Silence enveloped the office once again, but this time it got on Lucky’s nerves as much as Dutchman’s smacking did before. Damn Lansky’s silent reproaches which Charlie could read in the tight thin line of his lips better than a fucking fortune teller could read your palm.
“I swear, Meyer. It’s all under control. What will Dewey do without me? Live on a special prosecutor’s salary? He’d have to switch to shitty cigares. Nobody refuses such generous gifts.”
Meyer, still silent, shook off the ash into a giant metal ashtray with a horse on top. A souvenir from Saratoga Springs.
Lucky hastened to add: “Dutch is not a problem, Mey. He is mad but he’s not that mad. All this trouble with Harlem pennies stays in Harlem, where it belongs. And when the Queen and her men will corner Dutch, I’ll send Frank to talk to them both. He’ll get us a good deal. It’s not like Dutch knows his numbers.”
The joke fell flat but it was worth a try.
“Otto is good at numbers.”
“I know. But at least I got you to say something.”
Meyer let out a heavy sigh of the kind that usually were prompted by Benny.
“Charlie, Schultz is only one part of the problem. Dewey is afraid to take our money, afraid of journalists. We need someone who brings up a greater fear in Dewey.”
“Me.”
“No, Charlie, not you.”
Lucky stubbed out his cigarette, cramping it against the ashtray with the force of his annoyance: “Who says that? You don’t have anyone in Dewey’s office”.
“You don’t know…”
“...what you have. Yes, I remember!”
Meyer turned away sharply, and Lucky wished he had not destroyed the cigarette - he badly wanted to take a deep drag. It’s been a long time since he let anybody see him unsettled, but Meyer could always rile him up, especially when Lansky was right.

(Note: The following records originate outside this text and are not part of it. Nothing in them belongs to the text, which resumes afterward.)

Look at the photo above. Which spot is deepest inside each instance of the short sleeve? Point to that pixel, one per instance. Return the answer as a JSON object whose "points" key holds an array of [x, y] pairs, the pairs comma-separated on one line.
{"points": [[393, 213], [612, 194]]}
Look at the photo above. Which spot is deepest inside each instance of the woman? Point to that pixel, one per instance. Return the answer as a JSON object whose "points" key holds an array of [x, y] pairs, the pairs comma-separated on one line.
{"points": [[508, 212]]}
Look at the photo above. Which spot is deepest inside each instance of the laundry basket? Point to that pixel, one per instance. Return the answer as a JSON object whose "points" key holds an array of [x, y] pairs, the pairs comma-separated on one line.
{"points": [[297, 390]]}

“Remember the white tablecloth?”
Lucky could barely hear Meyer chuckle but he could see his shoulders relax visibly.
“It was beige, Charlie.”
“You know that I can’t tell the Committee that they need to pay double for the upkeep of the esteemed men of the law”, - Lucky came up to Meyer from behind and embraced him with age-old familiarity. Little Meyer fit so well in his arms, “Do you remember why we stopped doing that?”
“We grew up, and even you are no longer thinking with your balls.”
‘When was the last time we did it? After Maranzano?”
“Rest his soul. No, after the first Committee meeting, in your suit, on the couch.”
They fell silent together for the third time, reliving the same memory. Lucky was again the first to break the silence:
“And after that?”
“And then we learned not to act on our impulses. Like you not grabbing that apple today”.
Lucky laughed, holding Meyer even closer to himself: “You noticed”.
“I always pay attention to things”.
“And you are always right. Will you be seeing me in prison?”
The joke was ill-timed, and Lucky felt Meyer’s back stiffening again. It was not a simple strain that Charlie could try to chase away with a kiss to the neck, no, it was something deep and cold, which has been coiling inside Meyer for a long time - and which finally broke through the surface. Meyer took a step forward and Lucky made way for him.
“No. No, I won’t, Charlie”.
Meyer turned to him, and even in the mundane electrical light his face looked like a mask of some cruel god, filled with inescapable rage. When he stepped forward, Charlie shrunk back without meaning to, but Meyer took him by the shoulder, and with surprising force brought him closer - and kissed him. A working girl would have gotten quite a tip from Charlie for such a kiss.
“I won’t see you there until I find a way to get you out”.
In the time it took Charlie to get his wits together after a sudden kiss and promise, Meyer managed to adjust his suit and tie and head for the door. With a hand on the handle he turned and said curtly:
“I will come to you tonight. Order the apples in”, - and turning the handle, he added barely above whisper: “And be careful, Charlie”.